Re: BMC Replacement engine
Posted: Thu Jun 22, 2023 6:56 am
by Steve Simmons
I have a Phil Marino spin-on adapter, which is the same dimensions as the Roger F and Bob G versions. I use K&N HP-2009 filters on them. Anything in that size range should be fine.
Re: BMC Replacement engine
Posted: Fri Jun 23, 2023 6:02 am
by robertscottcostello
Thanks. Oil is changed. Gearbox and diff are next.
Re: BMC Replacement engine
Posted: Fri Jun 23, 2023 8:48 am
by Duncan M
Of the 3 plugs on the differential (drain, fill level, and filler plug on top) you want to be sure the vent in the filler plug is clear/open. If you can get a whole quart in there without overflowing at the fill level (open) plug, I will be surprised. Let us know.
Re: BMC Replacement engine
Posted: Sun Jun 25, 2023 4:33 am
by Ray White
Incidentally, you may or may not be aware that in England a "vintage" car is one that was built before 1931.
Presumably this is not the case in America.?
Re: BMC Replacement engine
Posted: Sun Jun 25, 2023 1:15 pm
by Duncan M
Ray, does the term "vintage" and the 1931 date determine some sort of tax or safety certificate exemption in UK? If so, there is nothing comparable in the US.
AFAIK, in most or all US States, if you have a car that was originally sold with (for example) no turn signals or running lights, carbide headlamps and no windshield wipers, it would be legal to drive on the road (anywhere in the US) as long as it is registered/licensed in a State.
Re: BMC Replacement engine
Posted: Sun Jun 25, 2023 4:33 pm
by Ray White
Duncan M wrote: ↑Sun Jun 25, 2023 1:15 pm
Ray, does the term "vintage" and the 1931 date determine some sort of tax or safety certificate exemption in UK? If so, there is nothing comparable in the US.
AFAIK, in most or all US States, if you have a car that was originally sold with (for example) no turn signals or running lights, carbide headlamps and no windshield wipers, it would be legal to drive on the road (anywhere in the US) as long as it is registered/licensed in a State.
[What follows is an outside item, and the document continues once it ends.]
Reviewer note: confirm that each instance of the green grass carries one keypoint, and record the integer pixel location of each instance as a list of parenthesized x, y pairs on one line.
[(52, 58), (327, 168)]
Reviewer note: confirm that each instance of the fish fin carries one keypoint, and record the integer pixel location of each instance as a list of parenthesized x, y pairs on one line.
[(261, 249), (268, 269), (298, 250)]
Hello Duncan. The term "vintage car" as defined in the Oxford English Dictionary relates to cars that were built from 1919 to 1930 inclusive. It does not relate to any specific feature of cars from the period or have any legal status. It is merely a dating tool and nothing more. It was first coined in England by the VSCC (Vintage Sports Car Club) in 1934 as a cut off date; after which cars would not be eligible for their events. This rule was later amended to include certain cars built before the War that fell into a category called "post Vintage thoroughbred" .
Cars built before 1919 are known as Veterans with a relevant sub section that caters for "Edwardians."
That is; cars built during the reign of King Edward V11 ( 1901 - 1910).
There are certain absurdities with having a cut off date of December 31st 1930. For example, I have an Austin Swallow Saloon that was built in September 1930 and is thus a "Vintage" car... but someone with a virtually identical car built in January 1931 would not be correct in using the term.
Having said that, a vintage period car is not necessarily worth any more than a non vintage one; the term is, as I said , merely a dating tool and nothing more.
Re: BMC Replacement engine
Posted: Tue Jun 27, 2023 6:53 am
by robertscottcostello
Duncan M wrote: ↑Fri Jun 23, 2023 8:48 am
Of the 3 plugs on the differential (drain, fill level, and filler plug on top) you want to be sure the vent in the filler plug is clear/open. If you can get a whole quart in there without overflowing at the fill level (open) plug, I will be surprised. Let us know.
IMG_1478.JPG
I was hoping to fill from the underside (I have a four post lift) as I don't want to disturb the vinyl the way they have it installed. If push comes to shove, I will be pulling a few staples.